2018 premium increases: three things to know
The individual market premium increases are out for Washington State, and they aren’t pretty.
Of the plans still providing coverage in the individual market in select counties, the requested premium increases range from 9.7% to 38.49%.
These are shockingly high, particularly in a year when – according to the original vision of the ACA – things were finally supposed to be leveling off.
However, this isn’t a year working according to the “original vision of the ACA.” Everything is in flux, and so these rate requests probably reflect a number of things beyond just the straight underwriting of the individual market risk.
Here are three things I think may be going on here and which should be kept in mind.
- Political risk. The damage the Trump administration is doing to the ACA cannot be understated. By not being clear about whether the cost sharing reductions will be funded or not, the Trump administration has not created a level of predictability for insurance carriers that is of fundamental importance. The more things are unpredictable for insurers, particularly when money is directly involved (CSRs), the greater the potential volatility of financial outcomes in 2018. The greater that volatility, the more financial risk carriers take. The more risk they take, the higher the premiums will be. These rates reflect, in part, political risk created by the Trump administration and for which carriers must add rate increases to accommodate.
- HIPAA: Under the Health Insurance Portability and Accountability Act (HIPAA) passed more than 20 years ago, if a health plan voluntarily leaves a market segment in a state – like Washington’s individual market – they cannot re-enter for a period of 5 years. If you’re a carrier that wants to sit out this year of political tumult, you may not want to leave the market for 5 years. If you sit out one year, you have to sit out five. Instead, you can A) reduce the number of counties you serve, and B) dramatically increase the pricing for the products you offer. That will limit, in practice, the underwriting exposure carriers have, dodging (to varying degrees) the financial threats while not being forced out of the market for 5 years under HIPAA. That may be some of what we see here.

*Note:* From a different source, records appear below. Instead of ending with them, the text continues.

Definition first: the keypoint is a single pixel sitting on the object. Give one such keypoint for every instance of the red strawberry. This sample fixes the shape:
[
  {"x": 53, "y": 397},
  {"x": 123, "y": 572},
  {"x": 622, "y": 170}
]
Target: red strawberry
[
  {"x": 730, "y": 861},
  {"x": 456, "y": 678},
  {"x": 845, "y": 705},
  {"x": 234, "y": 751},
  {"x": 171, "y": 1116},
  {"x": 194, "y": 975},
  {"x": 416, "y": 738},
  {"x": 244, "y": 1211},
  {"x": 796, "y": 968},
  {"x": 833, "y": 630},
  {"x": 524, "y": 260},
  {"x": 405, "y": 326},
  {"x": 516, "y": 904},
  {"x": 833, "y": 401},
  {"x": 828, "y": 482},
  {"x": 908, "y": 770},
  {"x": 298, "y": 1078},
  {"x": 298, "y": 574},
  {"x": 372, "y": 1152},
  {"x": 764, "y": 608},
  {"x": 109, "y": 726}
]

- Providers are re-committing to fee for service: No one really wants to talk publicly about it, but lots of the energy that some providers showed in recent years for value-based contracting has largely dissipated. This doesn’t match the rhetoric, of course, but across the board, providers are limiting their own exposure to taking risk, shying away from investing in value-based systems, and moving back to straight fee for service contracts. On the one hand, every communications shop we reach out to will probably tell us the opposite (maybe not all), relying on the tried and true talking point of value-based care. On the other hand, why should providers keep moving in this direction? If insurers are hedging their risk – and their whole industry exists to manage risk – then why should providers be moving towards value and risk when the rest of the industry isn’t? So, in some ways, we are hearing that we have already moved back to the pre-ACA days of FFS increases at large provider organizations that are well into double digits.
Taken together, I think these three trends help explain what we see in the topline premium increases. Some in the media or stakeholder community will point to rising health plan profits, a legitimate observation, but the full picture probably includes the strategic considerations I outline here.